A quick look at four prominent NFC West players with notable contract situations for 2010, and how those players fit with their teams:
Leinart's contract carries a $2.485 million base salary this season before ballooning in value for 2011.
The Cardinals could easily justify that 2010 salary even if Derek Anderson went into the regular season as the starter. Releasing Leinart would carry no ramifications for the Cardinals because there is no salary cap.
Leinart's deal calls for him to earn at least $7.36 million in salary and $5.5 million in bonus money for 2012, however, and the Cardinals would not pay that money unless Leinart became a franchise quarterback -- something that appears unlikely given recent events.

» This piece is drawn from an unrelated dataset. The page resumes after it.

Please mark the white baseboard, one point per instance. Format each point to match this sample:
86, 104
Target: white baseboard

The collective bargaining agreement turned Atogwe from a franchise player last offseason to a restricted free agent this offseason.
The unusual predicament gave the Rams two options: offer $1.226 million to Atogwe or guarantee him nearly $7 million. The Rams gambled some by taking the cheaper route.
Atogwe eventually signed a one-year, $4.1 million deal that can be worth $31.6 million over five years if the Rams pay an $8 million bonus to Atogwe after the season. Atogwe becomes a free agent if the Rams decline to pay the bonus.
This was the best Atogwe could do under the circumstances (beyond the tough labor restrictions, he was also recovering from shoulder and hernia surgeries). At least the Rams got to keep him for 2010.
The 49ers have added youth and speed at safety over the past couple seasons.
The team still values the toughness and leadership Lewis provides, but his $4.1 million salary for 2010 was a bit steep. Lewis accepted a new deal featuring a $1.7 million salary for 2010 and another $400,000 in bonus money. The final two years of his previous deal -- 2011 and 2012 -- were torn up.
Lewis becomes a free agent after the 2010 season. This was potentially his last season with the 49ers, anyway. The team drafted safety Taylor Mays in the second round this year. Reggie Smith has also developed into a potential contributor at the position.
A domestic violence plea agreement and one-game NFL suspension created a gap between Hill's paper value and his actual value to the team.
The sides reached a compromise this offseason. Hill accepted a 2010 salary reduction from $6 million to $2.125 million and the Seahawks wiped out the remaining years on his contract. Hill received a $60,000 roster bonus and he can earn another $300,000 in incentives.
Hill's new deal more accurately reflects his value to the team. It acknowledges that his off-field issues compromised the status his previous deal reflected.